Your dog’s health depends heavily on the availability of fresh water daily. Even though most dogs drink hard water, some veterinarians believe it can harm their health. This is due to the added chemicals they ingest from hard water.

Even though most pets can drink softened water with no problem, some dog breeds might experience health problems due to the slight increase in sodium content in the water. Giving your dog softened water is not advisable if its breed has a history of heart disease or if your vet has placed your dog on a low-sodium diet because it may increase their blood pressure when given softened water. 

However, you should note that if your dog’s breed does not have cardiovascular disease or a low-sodium diet, it is safe for them to drink softened water, and they can also benefit from consuming softened water in the long run.

Can Water Softener Cause Diarrhea in Dogs?

The transition from hard to soft water should be made gradually, even if soft water is safe for your pets. It is possible that your pet could develop an upset stomach and diarrhea if you switch from hard to soft water too quickly. 

You should start by filling their bowl mostly with hard water, and then decrease the amount of hard water over several weeks until it’s all soft.

Observe and be very careful that your dog doesn’t have a problem with the slightly salty taste of the softened water during this period. Their health could be at risk if they don’t drink enough water due to the slightly salty taste. 

You should gradually switch back again to hard water if your dog drinks less water than when you switch to soft water.

What if Dog ate Water Softener Salt? 

Usually, if your dog consumes too much salt, he or she will drink water to counteract the effects and do no harm. However, if there is no water available for your dog, or if your dog ingests a lot of salt in a short time, the cells in the body are designed to release water to balance out the salt levels in the blood. 

Symptoms of dehydration include dizziness, headaches, and seizures caused by damaged brain cells.

A high salt level in the blood (hypernatremia) can cause the muscles to lose moisture, shrink, and become inflexible, causing shaking and trembling.

A veterinarian should check your dog if you are worried he has ingested a large amount of salt.

While salt (sodium) is necessary for your dog’s health, too much can cause severe illness.

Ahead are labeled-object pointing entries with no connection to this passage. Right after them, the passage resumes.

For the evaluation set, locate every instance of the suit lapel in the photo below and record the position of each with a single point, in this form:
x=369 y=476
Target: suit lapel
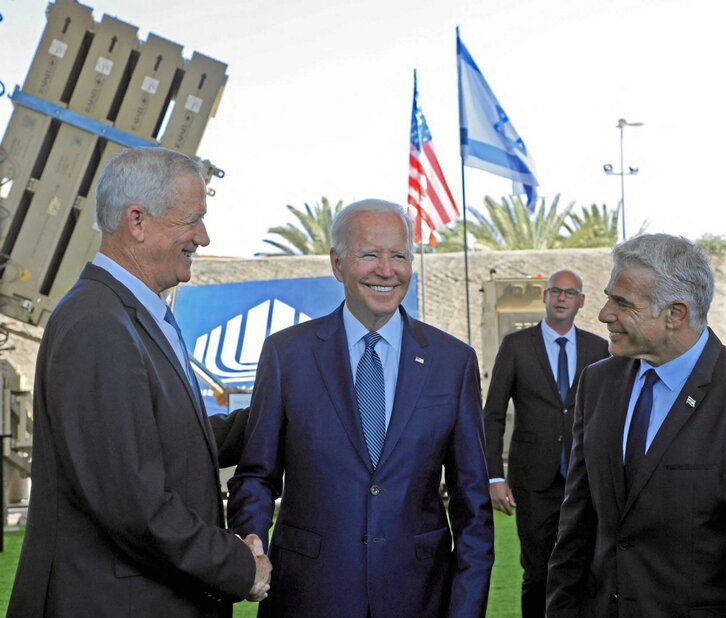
x=333 y=362
x=412 y=371
x=145 y=321
x=692 y=394
x=541 y=353
x=620 y=387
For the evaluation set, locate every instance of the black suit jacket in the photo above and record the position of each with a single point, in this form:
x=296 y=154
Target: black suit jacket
x=660 y=551
x=125 y=514
x=542 y=421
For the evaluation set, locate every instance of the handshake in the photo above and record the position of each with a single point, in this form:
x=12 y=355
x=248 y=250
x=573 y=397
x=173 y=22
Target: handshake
x=259 y=589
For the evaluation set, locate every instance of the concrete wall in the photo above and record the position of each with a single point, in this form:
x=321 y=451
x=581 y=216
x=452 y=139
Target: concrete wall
x=445 y=305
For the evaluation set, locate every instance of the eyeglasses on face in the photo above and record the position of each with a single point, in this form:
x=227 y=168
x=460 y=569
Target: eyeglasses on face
x=569 y=292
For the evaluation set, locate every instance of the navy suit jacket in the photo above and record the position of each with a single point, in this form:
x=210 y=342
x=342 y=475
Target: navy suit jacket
x=542 y=421
x=349 y=538
x=659 y=550
x=125 y=514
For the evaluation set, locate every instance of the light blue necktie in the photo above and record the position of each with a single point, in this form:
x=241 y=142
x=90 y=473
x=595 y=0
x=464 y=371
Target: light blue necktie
x=563 y=384
x=169 y=318
x=371 y=395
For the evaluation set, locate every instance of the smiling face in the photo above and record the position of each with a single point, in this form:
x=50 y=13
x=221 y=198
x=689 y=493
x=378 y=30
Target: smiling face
x=628 y=313
x=376 y=270
x=561 y=309
x=170 y=240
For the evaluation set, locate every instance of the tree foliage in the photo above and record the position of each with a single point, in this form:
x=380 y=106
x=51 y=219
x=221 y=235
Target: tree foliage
x=311 y=237
x=507 y=225
x=715 y=244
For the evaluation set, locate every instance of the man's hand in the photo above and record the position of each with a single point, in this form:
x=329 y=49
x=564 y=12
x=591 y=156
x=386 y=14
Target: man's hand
x=502 y=497
x=259 y=589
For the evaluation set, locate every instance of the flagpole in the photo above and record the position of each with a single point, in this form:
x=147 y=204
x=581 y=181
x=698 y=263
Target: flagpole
x=466 y=257
x=463 y=201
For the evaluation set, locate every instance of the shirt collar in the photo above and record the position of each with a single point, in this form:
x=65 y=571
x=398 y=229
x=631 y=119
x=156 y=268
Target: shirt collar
x=149 y=299
x=674 y=372
x=391 y=331
x=551 y=335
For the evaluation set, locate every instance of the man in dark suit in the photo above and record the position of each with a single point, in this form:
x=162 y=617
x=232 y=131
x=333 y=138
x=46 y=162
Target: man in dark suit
x=538 y=368
x=125 y=514
x=359 y=410
x=643 y=524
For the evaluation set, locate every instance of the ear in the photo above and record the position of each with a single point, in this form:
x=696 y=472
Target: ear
x=677 y=314
x=335 y=263
x=135 y=219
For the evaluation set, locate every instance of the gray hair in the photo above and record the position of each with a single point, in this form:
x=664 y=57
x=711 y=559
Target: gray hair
x=681 y=268
x=340 y=230
x=143 y=176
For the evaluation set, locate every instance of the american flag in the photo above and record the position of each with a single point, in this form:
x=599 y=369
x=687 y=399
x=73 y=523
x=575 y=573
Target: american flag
x=431 y=204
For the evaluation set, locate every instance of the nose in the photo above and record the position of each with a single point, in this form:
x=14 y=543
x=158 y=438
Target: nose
x=384 y=266
x=201 y=238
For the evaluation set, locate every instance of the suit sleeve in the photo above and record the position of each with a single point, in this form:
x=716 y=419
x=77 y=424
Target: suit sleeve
x=257 y=481
x=469 y=503
x=570 y=561
x=103 y=396
x=495 y=410
x=229 y=435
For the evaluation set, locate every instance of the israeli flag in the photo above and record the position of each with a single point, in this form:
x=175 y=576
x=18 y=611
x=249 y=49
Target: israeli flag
x=488 y=138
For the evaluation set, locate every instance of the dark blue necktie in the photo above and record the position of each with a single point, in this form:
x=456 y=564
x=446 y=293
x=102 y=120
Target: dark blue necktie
x=563 y=385
x=563 y=374
x=169 y=318
x=638 y=432
x=371 y=395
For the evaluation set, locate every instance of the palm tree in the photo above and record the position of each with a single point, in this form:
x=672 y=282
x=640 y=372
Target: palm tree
x=507 y=225
x=596 y=227
x=313 y=238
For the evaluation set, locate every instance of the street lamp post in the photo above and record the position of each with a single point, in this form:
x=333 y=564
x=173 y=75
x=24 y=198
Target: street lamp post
x=608 y=169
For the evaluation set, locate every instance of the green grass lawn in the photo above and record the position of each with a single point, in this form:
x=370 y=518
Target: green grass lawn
x=503 y=595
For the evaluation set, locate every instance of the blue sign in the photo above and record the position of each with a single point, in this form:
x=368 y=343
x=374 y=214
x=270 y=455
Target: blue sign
x=226 y=324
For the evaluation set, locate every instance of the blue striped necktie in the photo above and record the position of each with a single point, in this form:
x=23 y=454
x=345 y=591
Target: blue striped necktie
x=371 y=395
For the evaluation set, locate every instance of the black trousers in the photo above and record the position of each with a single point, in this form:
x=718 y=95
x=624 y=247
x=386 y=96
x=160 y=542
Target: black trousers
x=537 y=515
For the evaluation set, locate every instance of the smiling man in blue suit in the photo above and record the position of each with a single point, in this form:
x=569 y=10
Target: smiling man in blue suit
x=359 y=410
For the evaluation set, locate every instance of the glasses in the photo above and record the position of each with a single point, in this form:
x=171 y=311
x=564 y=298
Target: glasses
x=569 y=292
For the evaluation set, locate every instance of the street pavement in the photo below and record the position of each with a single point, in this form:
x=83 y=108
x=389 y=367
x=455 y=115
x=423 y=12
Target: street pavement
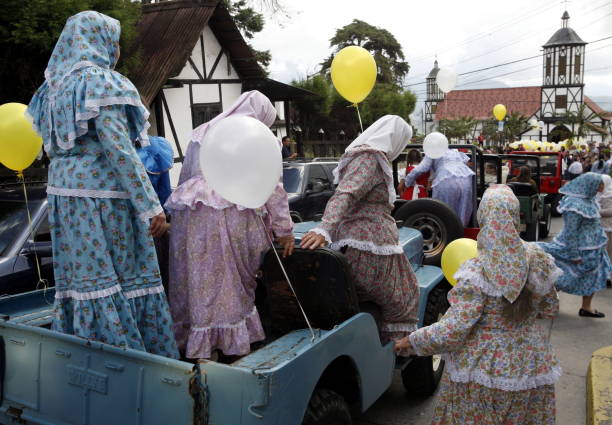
x=574 y=339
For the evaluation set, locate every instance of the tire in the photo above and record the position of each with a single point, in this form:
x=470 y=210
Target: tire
x=532 y=232
x=327 y=408
x=422 y=375
x=554 y=204
x=546 y=222
x=436 y=221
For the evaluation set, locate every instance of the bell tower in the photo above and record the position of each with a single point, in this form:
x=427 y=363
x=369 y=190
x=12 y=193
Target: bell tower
x=563 y=73
x=433 y=94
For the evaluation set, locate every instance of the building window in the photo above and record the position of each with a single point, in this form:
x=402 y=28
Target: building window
x=562 y=65
x=561 y=101
x=577 y=64
x=204 y=112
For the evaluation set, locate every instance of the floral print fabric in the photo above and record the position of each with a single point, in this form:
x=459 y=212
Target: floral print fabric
x=358 y=217
x=474 y=404
x=501 y=254
x=79 y=81
x=214 y=256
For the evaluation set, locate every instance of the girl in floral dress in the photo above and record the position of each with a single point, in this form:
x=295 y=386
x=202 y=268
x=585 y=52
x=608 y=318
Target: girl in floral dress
x=107 y=281
x=500 y=365
x=358 y=219
x=216 y=248
x=580 y=248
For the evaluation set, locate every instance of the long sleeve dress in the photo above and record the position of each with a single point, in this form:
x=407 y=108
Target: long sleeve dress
x=358 y=218
x=108 y=285
x=216 y=249
x=452 y=183
x=497 y=371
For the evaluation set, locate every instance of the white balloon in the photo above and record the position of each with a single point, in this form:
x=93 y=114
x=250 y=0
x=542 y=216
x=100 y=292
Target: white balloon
x=247 y=145
x=446 y=79
x=435 y=145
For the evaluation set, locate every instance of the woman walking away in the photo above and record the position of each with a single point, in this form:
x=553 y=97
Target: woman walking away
x=501 y=369
x=216 y=248
x=452 y=183
x=580 y=248
x=107 y=280
x=419 y=189
x=358 y=218
x=605 y=202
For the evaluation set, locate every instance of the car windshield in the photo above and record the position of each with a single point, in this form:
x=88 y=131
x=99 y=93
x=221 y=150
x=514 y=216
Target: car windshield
x=13 y=221
x=292 y=179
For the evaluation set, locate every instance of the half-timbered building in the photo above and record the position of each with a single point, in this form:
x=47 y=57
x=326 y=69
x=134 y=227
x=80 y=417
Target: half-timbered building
x=562 y=91
x=195 y=63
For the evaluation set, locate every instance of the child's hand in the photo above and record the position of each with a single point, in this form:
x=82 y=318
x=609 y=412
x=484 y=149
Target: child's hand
x=403 y=347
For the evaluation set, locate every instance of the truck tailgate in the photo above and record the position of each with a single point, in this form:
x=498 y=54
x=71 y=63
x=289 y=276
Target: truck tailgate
x=52 y=378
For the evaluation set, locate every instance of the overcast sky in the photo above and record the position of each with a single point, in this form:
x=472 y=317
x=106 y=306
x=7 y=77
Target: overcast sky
x=465 y=34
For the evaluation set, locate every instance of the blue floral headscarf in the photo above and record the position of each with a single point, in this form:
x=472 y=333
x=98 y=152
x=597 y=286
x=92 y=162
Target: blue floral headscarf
x=580 y=195
x=79 y=80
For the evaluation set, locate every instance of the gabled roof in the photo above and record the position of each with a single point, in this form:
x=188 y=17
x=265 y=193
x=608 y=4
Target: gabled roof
x=479 y=104
x=593 y=106
x=169 y=30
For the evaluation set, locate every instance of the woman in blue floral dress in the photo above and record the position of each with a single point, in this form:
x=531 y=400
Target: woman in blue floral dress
x=580 y=248
x=108 y=285
x=500 y=366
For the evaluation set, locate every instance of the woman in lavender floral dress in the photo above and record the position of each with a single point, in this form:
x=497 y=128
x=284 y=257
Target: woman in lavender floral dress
x=216 y=248
x=358 y=218
x=500 y=366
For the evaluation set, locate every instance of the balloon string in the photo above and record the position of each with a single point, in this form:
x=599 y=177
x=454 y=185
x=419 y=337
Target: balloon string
x=358 y=116
x=280 y=263
x=44 y=282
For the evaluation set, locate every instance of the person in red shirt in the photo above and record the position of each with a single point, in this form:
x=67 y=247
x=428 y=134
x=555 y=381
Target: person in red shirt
x=419 y=189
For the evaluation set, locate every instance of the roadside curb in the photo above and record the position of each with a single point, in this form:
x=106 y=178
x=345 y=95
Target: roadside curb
x=599 y=388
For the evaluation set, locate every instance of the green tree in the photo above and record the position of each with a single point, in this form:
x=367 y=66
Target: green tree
x=29 y=30
x=387 y=51
x=250 y=22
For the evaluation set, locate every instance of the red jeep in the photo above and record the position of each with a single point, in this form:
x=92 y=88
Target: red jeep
x=551 y=178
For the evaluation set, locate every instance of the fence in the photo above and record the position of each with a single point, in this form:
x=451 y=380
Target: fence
x=323 y=148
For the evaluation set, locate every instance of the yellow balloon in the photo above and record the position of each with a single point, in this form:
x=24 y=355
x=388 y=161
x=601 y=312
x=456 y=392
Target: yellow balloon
x=499 y=112
x=19 y=143
x=353 y=73
x=455 y=254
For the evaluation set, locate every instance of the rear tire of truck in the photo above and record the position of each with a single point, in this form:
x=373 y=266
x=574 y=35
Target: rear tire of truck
x=422 y=375
x=327 y=408
x=546 y=222
x=532 y=233
x=436 y=221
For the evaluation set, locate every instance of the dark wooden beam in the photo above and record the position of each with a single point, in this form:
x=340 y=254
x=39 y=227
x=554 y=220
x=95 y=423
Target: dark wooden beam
x=214 y=67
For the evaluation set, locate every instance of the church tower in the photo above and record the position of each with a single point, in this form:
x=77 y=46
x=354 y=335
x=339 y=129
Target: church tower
x=563 y=73
x=433 y=95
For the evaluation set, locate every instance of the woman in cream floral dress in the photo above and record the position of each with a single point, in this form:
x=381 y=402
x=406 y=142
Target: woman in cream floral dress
x=358 y=220
x=500 y=366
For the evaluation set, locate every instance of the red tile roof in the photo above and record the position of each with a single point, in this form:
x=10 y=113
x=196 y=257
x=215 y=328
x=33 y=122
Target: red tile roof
x=479 y=104
x=593 y=106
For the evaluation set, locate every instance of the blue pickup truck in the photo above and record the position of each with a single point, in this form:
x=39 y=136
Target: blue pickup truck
x=294 y=378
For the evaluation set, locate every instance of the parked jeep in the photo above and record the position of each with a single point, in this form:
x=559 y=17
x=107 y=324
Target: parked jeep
x=296 y=377
x=309 y=185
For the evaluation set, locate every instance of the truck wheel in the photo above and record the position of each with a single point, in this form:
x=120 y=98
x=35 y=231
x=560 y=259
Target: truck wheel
x=438 y=224
x=327 y=408
x=422 y=375
x=546 y=222
x=532 y=232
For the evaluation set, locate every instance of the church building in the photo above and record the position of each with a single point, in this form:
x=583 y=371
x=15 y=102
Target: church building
x=561 y=92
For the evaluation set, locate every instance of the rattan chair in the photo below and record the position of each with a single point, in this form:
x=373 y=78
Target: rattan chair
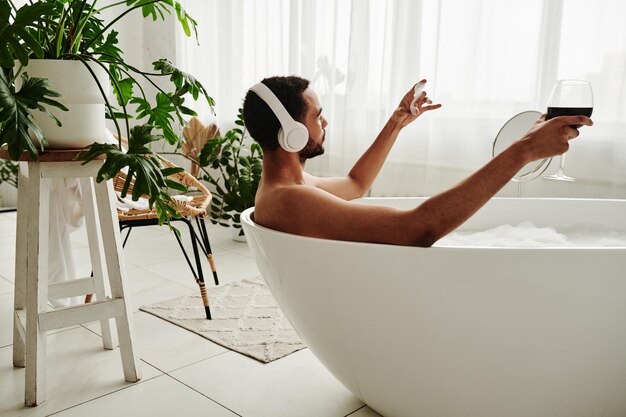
x=192 y=211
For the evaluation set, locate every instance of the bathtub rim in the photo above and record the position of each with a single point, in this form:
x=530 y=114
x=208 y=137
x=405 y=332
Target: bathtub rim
x=247 y=218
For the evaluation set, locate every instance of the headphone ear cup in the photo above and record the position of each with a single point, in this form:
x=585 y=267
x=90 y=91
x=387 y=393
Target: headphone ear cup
x=295 y=139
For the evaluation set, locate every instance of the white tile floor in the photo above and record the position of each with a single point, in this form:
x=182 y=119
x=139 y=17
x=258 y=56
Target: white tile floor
x=183 y=374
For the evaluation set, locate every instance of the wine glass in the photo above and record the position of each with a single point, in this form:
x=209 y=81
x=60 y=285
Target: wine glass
x=569 y=97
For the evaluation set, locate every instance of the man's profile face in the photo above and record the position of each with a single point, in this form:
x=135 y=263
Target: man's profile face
x=316 y=124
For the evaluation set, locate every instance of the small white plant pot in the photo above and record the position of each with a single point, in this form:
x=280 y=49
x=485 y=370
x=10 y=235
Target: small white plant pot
x=84 y=122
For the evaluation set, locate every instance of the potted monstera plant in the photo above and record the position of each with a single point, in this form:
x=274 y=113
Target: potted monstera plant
x=72 y=35
x=236 y=164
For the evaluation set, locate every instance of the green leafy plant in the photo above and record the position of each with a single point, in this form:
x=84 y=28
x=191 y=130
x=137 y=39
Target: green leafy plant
x=74 y=30
x=238 y=170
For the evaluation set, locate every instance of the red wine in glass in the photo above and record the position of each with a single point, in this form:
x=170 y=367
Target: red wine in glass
x=569 y=98
x=569 y=111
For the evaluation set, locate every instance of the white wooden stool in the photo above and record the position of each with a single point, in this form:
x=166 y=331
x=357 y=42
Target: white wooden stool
x=33 y=314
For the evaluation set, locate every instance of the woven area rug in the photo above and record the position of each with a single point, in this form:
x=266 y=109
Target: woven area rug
x=246 y=319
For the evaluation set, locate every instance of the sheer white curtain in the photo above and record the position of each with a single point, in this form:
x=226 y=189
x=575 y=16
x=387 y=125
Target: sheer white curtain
x=485 y=60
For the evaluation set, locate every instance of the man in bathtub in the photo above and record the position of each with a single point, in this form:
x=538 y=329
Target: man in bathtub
x=292 y=201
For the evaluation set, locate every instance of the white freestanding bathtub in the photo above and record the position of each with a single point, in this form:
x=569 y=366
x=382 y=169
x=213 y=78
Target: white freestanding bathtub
x=463 y=331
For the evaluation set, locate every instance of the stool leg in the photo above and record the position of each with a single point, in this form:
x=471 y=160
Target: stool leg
x=116 y=268
x=109 y=341
x=19 y=301
x=36 y=285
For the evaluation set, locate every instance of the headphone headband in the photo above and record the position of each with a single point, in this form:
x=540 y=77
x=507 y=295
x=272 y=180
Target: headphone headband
x=293 y=136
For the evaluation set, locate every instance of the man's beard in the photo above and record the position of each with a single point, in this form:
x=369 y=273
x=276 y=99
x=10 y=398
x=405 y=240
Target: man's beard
x=312 y=149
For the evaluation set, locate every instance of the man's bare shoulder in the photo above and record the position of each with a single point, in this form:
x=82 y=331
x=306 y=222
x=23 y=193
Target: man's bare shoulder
x=286 y=207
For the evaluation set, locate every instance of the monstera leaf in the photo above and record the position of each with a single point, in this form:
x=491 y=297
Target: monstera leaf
x=14 y=112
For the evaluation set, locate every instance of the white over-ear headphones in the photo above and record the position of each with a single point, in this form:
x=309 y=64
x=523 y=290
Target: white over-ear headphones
x=293 y=136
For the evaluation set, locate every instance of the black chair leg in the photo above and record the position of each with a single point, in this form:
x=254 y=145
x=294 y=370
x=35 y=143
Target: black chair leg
x=207 y=247
x=199 y=277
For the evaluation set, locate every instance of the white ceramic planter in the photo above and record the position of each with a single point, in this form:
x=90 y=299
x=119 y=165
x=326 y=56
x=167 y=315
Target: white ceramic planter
x=84 y=122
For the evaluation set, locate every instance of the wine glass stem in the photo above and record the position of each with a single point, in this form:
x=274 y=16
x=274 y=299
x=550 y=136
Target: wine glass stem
x=561 y=164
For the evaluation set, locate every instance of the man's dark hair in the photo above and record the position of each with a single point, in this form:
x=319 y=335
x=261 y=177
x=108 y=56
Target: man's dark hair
x=261 y=121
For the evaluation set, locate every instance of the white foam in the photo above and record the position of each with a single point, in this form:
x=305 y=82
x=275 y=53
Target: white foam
x=526 y=234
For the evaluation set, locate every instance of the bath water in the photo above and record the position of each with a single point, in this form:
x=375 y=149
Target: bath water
x=526 y=234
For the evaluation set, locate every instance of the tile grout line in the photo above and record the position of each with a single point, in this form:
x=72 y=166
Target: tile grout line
x=205 y=396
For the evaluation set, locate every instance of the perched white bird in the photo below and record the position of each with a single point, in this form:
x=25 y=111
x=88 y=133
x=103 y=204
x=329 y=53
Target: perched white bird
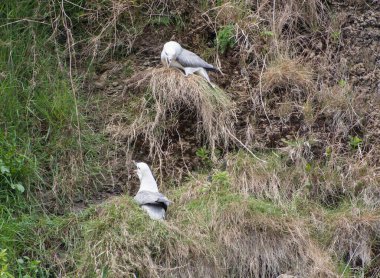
x=173 y=55
x=148 y=196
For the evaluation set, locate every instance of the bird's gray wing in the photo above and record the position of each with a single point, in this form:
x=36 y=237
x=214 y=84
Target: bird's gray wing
x=189 y=59
x=152 y=198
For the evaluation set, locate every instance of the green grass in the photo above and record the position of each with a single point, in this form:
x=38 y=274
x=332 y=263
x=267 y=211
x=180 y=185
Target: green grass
x=41 y=137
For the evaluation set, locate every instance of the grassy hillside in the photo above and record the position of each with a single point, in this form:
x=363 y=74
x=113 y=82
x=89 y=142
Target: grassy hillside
x=275 y=171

REMEMBER – Your dog’s metabolism depends heavily on sodium chloride for maintaining water levels, which can also cause sodium toxicity.

Can Cats Drink Softened Water?

If your veterinarian recommends a low-sodium diet for your cat, you might want to consider softened water.

Some people don’t like the taste of softened water, and some pets dislike it as well. You may want to switch to something else if your cat isn’t drinking soft water.

But as we saw earlier, cats will likely catch issues more than dogs when they consume softened water. 

Consult your veterinarian before adapting your cat to softened water. 

Conclusion 

Please read the following lines before you leave!…

It’s okay for your household pets to drink softened water unless a veterinarian or their diet specifies otherwise.

Keep a close eye on how much salt your pet consumes. 

Give them time to get used to softening water.